By Carolyn Hax
Washington Post Staff Writer
Wednesday, September 19, 2007

Howdy, Carolyn!

I've been married two years and we dated for more than two years before that. While we were dating, my wife forgot to tell me that she'd flip a switch and things would be totally different after I became her husband.

Before marriage, we used to do stuff I liked as well as stuff she liked. Now, if she doesn't want to do it, she won't do it.

Before marriage, she didn't have a problem with my many volunteer endeavors. Now, she believes I should just sit home with her.

Before marriage, I had alcohol in the house and she didn't have a problem with it.
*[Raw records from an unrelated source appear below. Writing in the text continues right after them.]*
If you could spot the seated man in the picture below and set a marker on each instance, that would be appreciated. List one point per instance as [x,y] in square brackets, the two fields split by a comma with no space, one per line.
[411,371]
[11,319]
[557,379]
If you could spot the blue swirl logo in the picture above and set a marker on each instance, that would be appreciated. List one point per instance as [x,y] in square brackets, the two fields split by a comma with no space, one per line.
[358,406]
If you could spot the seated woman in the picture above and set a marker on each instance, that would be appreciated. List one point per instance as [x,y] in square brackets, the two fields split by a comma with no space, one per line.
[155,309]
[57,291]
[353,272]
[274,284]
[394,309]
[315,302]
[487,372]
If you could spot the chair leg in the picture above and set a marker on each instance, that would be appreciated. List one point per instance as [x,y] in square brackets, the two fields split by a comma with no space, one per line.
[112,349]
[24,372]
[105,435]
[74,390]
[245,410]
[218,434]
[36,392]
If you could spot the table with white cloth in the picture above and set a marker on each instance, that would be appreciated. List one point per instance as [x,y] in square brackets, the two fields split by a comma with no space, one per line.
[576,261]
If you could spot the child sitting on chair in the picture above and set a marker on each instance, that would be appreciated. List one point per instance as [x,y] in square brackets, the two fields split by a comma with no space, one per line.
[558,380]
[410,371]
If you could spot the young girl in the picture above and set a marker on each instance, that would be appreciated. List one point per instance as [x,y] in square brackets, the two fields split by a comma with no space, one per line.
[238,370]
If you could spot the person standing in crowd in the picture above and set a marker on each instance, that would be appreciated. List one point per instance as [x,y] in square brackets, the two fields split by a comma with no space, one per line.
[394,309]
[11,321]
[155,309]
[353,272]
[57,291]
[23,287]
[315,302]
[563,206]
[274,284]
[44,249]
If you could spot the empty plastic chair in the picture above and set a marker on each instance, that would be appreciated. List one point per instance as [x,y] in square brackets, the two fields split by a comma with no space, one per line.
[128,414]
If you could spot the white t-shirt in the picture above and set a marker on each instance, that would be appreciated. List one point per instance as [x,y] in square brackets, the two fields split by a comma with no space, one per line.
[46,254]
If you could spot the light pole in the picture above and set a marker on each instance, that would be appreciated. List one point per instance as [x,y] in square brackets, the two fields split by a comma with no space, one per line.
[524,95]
Now, there is no alcohol allowed in the house because she claims it's her religious belief and I should respect it.

She wants me to stop writing letters to the editor to the local newspaper. She believes it reflects poorly on her because she is married to me.

Before marriage, she lived at home. Now, she is constantly on the telephone with her grandmother, who raised her since early childhood. Her biblical beliefs have not extended to leaving her family and cleaving to the marriage.

I've offered counseling, but she won't go because she thinks I'm the one with the problems and I will manipulate the counselor to "my way," whatever that is.

Do you know of other females who are easygoing before marriage and then unleash all sorts of unreasonable demands after marriage, claiming, "That's what a husband should do"?

Who Stole My Wife?

Let's be clear. This isn't something "females" do; this is something the woman you married has done.

Hax-baiting aside, you present a classic marital bait-and-switch, which brides and grooms alike have suffered since cave newlyweds first discovered that all those heroic paintings were, in fact, painted by the previous dweller.